Whenever an idea based around freedom comes along, the system always comes along to ruin the fun. It’s just like the case of crypto – finally, there is a financial ecosystem that is decentralized, private, and secure, yet along came the RESTRICT Act. The RESTRICT Act is a regulatory board campaign focused on tackling digital threats, and the crypto industry is its main target.
If you smell funny business and think it’s unfair that the RESTRICT Act is having a negative impact on perfectly safe tokens such as Cardano (ADA) and Chainlink (LINK), then you’ll want to read on. Don’t worry though – not all tokens are being affected, with some tokens such as TMS Network (TMSN) thriving among the chaos!
TMS Network (TMSN)
Ever since the rise of blockchain technology, crypto, and traditional finance have been split down the middle, and TMS Network (TMSN) wants to change that. TMS Network (TMSN) is a decentralized investment platform that is designed to bridge the gap between traditional and decentralized investment. On the TMS Network (TMSN) platform, users can use a wide variety of trading instruments, analytic tools, and AI trade bots to trade both derivatives and crypto.
TMS Network (TMSN) has all sorts of additional user-centric features such as social trading communities, low fees, and a fully decentralized governance system, but the RESTRICT Act doesn’t care about this. Instead, they’re focused on TMS Network’s (TMSN) derivative trading capabilities. This bridge between financial markets is exactly what RESTRICT envisions, so despite their negative intentions, this is bullish for the protection of TMS Network (TMSN).
Everyone can agree that it is fair when regulatory boards take down dodgy crypto tokens, but what has that got to do with Cardano (ADA)? Cardano (ADA) is a crypto token known for holding its roots in research and development, meaning that Cardano (ADA) is constantly pushing the industry forward and helping to make the crypto landscape safer and more secure to navigate.
So why is Cardano (ADA) under threat? Isn’t it obvious? Financial institutes are terrified of crypto taking over international ecosystems, and Cardano (ADA) could play a significant role in this happening. As a result, the RESTRICT Act has gone down hard on Cardano (ADA), which has stunted its growth significantly.
Chainlink (LINK) is another example of a crypto token pushing the industry forward. The Chainlink (LINK) network is designed to empower aspiring DeFi developers to facilitate blockchain connections, create apps, and integrate Web3 into their services. In the past, software developers would need to have a Ph.D. in cryptography to penetrate the crypto industry, but with Chainlink’s (LINK) tools, this is simply no longer necessary.
Unfortunately, this has led to Chainlink (LINK) facing very similar problems to Cardano (ADA). Chainlink (LINK) is designed to help crypto enthusiasts push the industry to its limits, and the RESTRICT Act is scared of this. With this pesky regulatory board watching every step of Chainlink (LINK), it’s made it difficult for the token to operate as usual, and this has resulted in it falling behind its competition.

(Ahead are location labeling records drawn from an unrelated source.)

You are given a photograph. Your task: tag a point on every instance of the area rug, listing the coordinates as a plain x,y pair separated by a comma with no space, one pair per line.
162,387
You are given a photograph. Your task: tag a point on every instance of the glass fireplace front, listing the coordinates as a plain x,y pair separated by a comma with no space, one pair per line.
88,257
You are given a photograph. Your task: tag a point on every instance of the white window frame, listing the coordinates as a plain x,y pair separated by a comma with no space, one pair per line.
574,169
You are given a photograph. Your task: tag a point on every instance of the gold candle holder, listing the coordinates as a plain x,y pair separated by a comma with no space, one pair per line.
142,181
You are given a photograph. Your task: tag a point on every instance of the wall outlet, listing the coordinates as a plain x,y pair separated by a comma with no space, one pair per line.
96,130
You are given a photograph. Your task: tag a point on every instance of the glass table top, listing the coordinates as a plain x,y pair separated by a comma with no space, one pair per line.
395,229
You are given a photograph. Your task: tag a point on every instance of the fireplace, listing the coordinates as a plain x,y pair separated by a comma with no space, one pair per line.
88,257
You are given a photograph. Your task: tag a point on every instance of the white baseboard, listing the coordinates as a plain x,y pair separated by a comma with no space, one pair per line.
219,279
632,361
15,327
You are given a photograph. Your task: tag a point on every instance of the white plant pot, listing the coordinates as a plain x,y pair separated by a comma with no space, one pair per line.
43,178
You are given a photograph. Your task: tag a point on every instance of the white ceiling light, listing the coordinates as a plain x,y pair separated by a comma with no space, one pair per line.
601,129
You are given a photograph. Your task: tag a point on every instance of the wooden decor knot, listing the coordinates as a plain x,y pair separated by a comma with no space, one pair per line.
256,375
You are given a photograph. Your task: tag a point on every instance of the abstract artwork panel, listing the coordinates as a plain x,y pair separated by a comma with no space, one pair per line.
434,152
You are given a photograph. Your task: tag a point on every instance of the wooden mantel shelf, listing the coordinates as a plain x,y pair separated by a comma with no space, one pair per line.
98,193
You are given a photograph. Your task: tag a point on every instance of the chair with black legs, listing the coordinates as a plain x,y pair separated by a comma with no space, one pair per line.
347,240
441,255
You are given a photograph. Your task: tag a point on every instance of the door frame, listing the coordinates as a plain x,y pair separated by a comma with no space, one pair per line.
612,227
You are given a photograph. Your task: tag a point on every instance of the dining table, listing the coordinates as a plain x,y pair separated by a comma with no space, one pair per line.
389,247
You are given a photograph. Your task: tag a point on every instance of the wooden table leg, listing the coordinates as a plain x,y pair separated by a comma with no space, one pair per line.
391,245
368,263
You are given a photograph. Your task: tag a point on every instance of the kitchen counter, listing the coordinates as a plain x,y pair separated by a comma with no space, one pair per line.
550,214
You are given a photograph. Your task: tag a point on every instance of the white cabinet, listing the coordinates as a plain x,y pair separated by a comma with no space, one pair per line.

Nobody likes regulations, and it’s particularly annoying when regulatory boards such as the RESTRICT Act pester innovative and dedicated tokens such as Cardano (ADA) and Chainlink (LINK). However, this is simply how industries move forward, and TMS Network (TMSN) has recognized this, being smart to move into the derivatives market to protect itself against RESTRICT.
It’s always risky investing in crypto when new regulations are being put in place, but thankfully, you can safely get involved with the TMS Network (TMSN) presale. With regulatory boards off its back, TMS Network (TMSN) has been skyrocketing with gains of 2240%, and with the token just hitting the $0.05 mark, it won’t be long until it’s worth a dollar. So, don’t miss out – the second wave of $TMSN presale is almost over, so you’ll have to be quick!